Since the spill, however, the EPA has installed at $1.5 million water treatment facility that started operating last month, and some local officials credit the agency with working on the complex mine drainage issue for years. They don’t think demonizing the EPA accomplishes anything.
Colorado Attorney General Cynthia Coffman, who is still considering suing the EPA over the spill, recently told The Statesman there needs to be more independent study of the damages caused by the Gold King release.
“Putting in that temporary wastewater facility was a good start on that, so we have to see what the damages are, and independent assessment of the environmental conditions is the next step that I see as important as attorney general because that’s a piece that we don’t have now,” Coffman said. “We need that before we can make a decision about litigation.”
Meanwhile, local officials from Southwest Colorado were touring the state this week checking out EPA Superfund sites where abandoned mine drainage has been mitigated, trying to decide whether that’s the best option for cleaning up Gold King and other local mines.
Keystone’s Young says Gold King has put a spotlight on the broader problem and brought new energy to the debate.
“I don’t think anything related to the Gold King issue, the Gold King investigation, litigation, what have you. will disrupt the effort we have going,” Young said. “That’s that, and it’s dealing with a particular situation.
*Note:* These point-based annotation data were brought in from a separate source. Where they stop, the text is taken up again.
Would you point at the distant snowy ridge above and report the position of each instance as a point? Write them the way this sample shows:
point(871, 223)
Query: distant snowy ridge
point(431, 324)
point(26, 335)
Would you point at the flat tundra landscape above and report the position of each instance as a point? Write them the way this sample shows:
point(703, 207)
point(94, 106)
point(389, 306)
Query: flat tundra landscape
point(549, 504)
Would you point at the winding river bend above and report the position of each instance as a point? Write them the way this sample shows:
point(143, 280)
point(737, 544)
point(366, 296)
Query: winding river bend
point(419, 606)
We’re talking about trying to fix the whole situation for the future.”
What Young advocates is a new Good Samaritan statute under CERCLA that avoids the pitfalls of reforming the mining act, something business interests and pro-business Republicans in Congress have fought for decades, and also avoids amending the Clean Water Act, which would draw the ire of many Democrats and environmentalists.
“We ought to take advantage of this opportunity to avoid those pitfalls and really look at a new approach.” Young said.